The cases upon which DiCristina relies are not to the contrary. In United States v. Banki, 685 F.3d 99 (2d Cir.2011), we found error in a jury instruction that a “hawala”—an intermediary for distributing funds—was a “money transmitting business” within the meaning of 18 U.S.C. § 1960. Id. at 114. However, in that case, the parties agreed that “transferring funds through a hawala qualifies as ‘money transmitting’ under § 1960.” Id. at 113. Because the court had instructed the jury that a hawala was “an unlicensed value transfer system, through which money was sent to Iran,” we held that the jury instruction had improperly “relieved the government of its burden of proving [the defendant's] knowledge that money was moving to Iran extended beyond [a single transaction].” Id. at 114 (emphasis in original). We did not hold that the jury should have decided whether a hawala was a money transmitting business within the meaning of the statute. Banki therefore does not help DiCristina, who argues that the jury should have decided whether or not poker was gambling, not that the District Court prevented the jury from deciding a crucial element of the charged offense ( e.g., whether he was intentionally running a No Limit Texas Hold'em game).
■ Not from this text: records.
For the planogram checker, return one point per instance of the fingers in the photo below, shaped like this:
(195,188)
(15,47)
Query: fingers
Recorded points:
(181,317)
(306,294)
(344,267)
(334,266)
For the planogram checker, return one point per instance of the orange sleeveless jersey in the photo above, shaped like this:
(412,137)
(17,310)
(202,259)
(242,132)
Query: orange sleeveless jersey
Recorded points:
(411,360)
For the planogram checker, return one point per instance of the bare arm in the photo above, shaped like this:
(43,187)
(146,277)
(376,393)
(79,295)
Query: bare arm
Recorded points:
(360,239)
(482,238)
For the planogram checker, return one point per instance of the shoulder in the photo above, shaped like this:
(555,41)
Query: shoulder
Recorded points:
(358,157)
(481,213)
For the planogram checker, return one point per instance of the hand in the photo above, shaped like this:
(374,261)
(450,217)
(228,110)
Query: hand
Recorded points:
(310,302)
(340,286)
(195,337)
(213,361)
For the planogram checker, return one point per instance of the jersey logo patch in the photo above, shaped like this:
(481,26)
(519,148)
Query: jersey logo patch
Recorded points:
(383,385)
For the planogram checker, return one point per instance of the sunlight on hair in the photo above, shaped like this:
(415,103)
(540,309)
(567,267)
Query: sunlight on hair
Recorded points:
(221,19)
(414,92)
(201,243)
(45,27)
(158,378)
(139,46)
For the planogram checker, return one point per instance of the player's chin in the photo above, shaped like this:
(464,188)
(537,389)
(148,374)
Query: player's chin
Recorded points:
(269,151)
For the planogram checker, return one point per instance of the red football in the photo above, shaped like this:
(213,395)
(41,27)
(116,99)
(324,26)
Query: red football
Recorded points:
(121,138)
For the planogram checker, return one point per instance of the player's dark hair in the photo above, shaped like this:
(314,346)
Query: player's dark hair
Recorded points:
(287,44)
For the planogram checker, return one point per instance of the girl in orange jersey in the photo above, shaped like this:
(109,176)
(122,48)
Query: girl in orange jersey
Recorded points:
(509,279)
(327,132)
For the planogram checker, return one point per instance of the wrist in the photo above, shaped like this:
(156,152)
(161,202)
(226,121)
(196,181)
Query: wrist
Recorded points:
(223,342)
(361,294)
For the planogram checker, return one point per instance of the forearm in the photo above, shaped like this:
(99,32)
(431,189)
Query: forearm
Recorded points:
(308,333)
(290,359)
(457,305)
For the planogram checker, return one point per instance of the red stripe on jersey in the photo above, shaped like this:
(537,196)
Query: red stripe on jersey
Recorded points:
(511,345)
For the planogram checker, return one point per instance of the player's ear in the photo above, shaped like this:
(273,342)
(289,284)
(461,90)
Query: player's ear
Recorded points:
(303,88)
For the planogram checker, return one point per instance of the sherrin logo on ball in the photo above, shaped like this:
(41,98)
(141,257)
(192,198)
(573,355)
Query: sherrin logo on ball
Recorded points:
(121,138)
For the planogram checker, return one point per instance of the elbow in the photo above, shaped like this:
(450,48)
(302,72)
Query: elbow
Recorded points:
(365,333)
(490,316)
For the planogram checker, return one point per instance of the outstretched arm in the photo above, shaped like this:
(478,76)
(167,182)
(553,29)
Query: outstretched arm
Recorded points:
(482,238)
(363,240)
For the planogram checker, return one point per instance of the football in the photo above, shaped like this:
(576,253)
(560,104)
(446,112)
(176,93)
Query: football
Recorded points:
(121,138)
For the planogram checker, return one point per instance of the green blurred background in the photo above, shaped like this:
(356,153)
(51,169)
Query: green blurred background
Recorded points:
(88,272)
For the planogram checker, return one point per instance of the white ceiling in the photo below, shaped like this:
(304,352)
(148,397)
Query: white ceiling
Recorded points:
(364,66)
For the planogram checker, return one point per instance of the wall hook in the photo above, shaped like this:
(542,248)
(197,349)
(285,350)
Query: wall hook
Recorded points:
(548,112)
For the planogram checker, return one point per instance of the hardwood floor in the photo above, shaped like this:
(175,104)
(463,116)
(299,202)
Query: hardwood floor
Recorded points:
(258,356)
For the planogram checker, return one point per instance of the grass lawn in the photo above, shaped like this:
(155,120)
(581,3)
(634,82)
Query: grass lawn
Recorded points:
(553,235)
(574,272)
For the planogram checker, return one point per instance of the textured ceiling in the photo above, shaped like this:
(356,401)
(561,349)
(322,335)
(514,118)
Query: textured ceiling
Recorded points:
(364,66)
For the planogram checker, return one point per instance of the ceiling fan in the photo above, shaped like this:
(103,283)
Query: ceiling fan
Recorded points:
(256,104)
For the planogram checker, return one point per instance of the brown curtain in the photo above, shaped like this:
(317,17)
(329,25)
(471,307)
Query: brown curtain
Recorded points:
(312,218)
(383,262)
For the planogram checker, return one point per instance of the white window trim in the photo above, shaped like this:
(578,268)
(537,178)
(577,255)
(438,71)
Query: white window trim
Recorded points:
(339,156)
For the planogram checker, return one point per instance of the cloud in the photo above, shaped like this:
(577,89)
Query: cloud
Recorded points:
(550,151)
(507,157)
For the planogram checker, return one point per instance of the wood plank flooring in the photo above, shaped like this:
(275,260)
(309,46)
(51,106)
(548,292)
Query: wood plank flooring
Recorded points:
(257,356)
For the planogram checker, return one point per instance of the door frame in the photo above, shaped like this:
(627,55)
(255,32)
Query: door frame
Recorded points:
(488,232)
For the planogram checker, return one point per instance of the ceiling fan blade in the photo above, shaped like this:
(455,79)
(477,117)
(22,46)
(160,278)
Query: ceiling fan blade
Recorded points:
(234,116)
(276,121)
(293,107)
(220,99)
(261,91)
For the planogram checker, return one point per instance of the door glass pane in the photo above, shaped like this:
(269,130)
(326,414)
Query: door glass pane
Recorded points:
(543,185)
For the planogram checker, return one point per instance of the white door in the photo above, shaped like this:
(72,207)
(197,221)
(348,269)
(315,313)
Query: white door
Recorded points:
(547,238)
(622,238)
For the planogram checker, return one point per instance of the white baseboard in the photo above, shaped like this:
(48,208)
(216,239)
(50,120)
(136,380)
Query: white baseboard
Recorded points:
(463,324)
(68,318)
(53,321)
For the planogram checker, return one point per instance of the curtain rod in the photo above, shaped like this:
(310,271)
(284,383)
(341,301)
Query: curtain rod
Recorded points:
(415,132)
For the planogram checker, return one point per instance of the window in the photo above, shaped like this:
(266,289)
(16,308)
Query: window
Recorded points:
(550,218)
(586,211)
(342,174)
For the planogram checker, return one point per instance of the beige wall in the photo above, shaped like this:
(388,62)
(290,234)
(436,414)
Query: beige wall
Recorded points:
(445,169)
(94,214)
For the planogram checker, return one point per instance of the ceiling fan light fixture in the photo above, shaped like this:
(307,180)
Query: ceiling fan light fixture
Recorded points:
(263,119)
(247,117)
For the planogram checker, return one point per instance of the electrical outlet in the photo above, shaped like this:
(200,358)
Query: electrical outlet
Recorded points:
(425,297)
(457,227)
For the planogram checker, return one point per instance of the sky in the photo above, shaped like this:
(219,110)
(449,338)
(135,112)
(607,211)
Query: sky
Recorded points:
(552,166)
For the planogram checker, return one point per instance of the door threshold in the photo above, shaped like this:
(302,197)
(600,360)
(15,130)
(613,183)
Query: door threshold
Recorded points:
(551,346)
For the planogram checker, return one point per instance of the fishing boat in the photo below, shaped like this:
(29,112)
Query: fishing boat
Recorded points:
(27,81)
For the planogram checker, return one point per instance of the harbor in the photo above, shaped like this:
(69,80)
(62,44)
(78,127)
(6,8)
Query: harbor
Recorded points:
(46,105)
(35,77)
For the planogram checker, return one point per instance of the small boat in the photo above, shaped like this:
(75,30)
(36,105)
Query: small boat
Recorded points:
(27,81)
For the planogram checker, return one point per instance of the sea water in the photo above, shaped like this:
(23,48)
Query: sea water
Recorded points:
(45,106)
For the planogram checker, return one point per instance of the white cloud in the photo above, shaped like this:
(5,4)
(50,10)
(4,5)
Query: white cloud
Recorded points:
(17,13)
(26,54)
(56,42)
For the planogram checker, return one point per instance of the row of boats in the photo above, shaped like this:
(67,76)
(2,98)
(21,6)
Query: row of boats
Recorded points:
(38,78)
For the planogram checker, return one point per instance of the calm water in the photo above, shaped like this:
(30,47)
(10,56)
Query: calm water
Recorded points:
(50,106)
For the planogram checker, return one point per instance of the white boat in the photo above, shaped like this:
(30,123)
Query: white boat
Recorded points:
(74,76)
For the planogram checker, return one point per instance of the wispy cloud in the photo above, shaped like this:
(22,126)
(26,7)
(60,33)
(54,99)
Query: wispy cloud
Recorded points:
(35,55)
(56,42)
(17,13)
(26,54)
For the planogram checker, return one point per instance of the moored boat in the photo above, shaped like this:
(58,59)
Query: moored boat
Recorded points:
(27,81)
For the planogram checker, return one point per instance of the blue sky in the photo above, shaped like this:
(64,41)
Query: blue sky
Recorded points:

DiCristina's citation to Ling Nan Zheng v. Liberty Apparel Co., 617 F.3d 182 (2d Cir.2010), is similarly unavailing. In that case we affirmed the district court's decision to allow the jury to determine whether the defendant was the plaintiff's “joint employer” within the meaning of the Fair Labor Standards Act. Id. at 186. We held that the determination was a mixed question of law and fact properly given to the jury. Id. at 185–86. Unlike the element at issue in Liberty Apparel, whether poker constitutes gambling for purposes of the IGBA is a pure question of statutory interpretation and thus a question of law, which does not depend on the particular facts of any one case.
Because we find DiCristina's argument on this second point to be without merit, we do not address the Government's contention that it is unreviewable on appeal. See Appellant's Reply Br. at 30–33. As the District Court noted in its conclusion, a reversal of its decision and reinstatement of the jury verdict does not violate DiCristina's double jeopardy rights. Dicristina, 886 F.Supp.2d at 235.
Because we find that the plain language of the IGBA includes DiCristina's poker business, we REVERSE the judgment of acquittal and REMAND to the District Court to reinstate the jury verdict, enter a judgment of conviction on both counts, and proceed with sentencing DiCristina.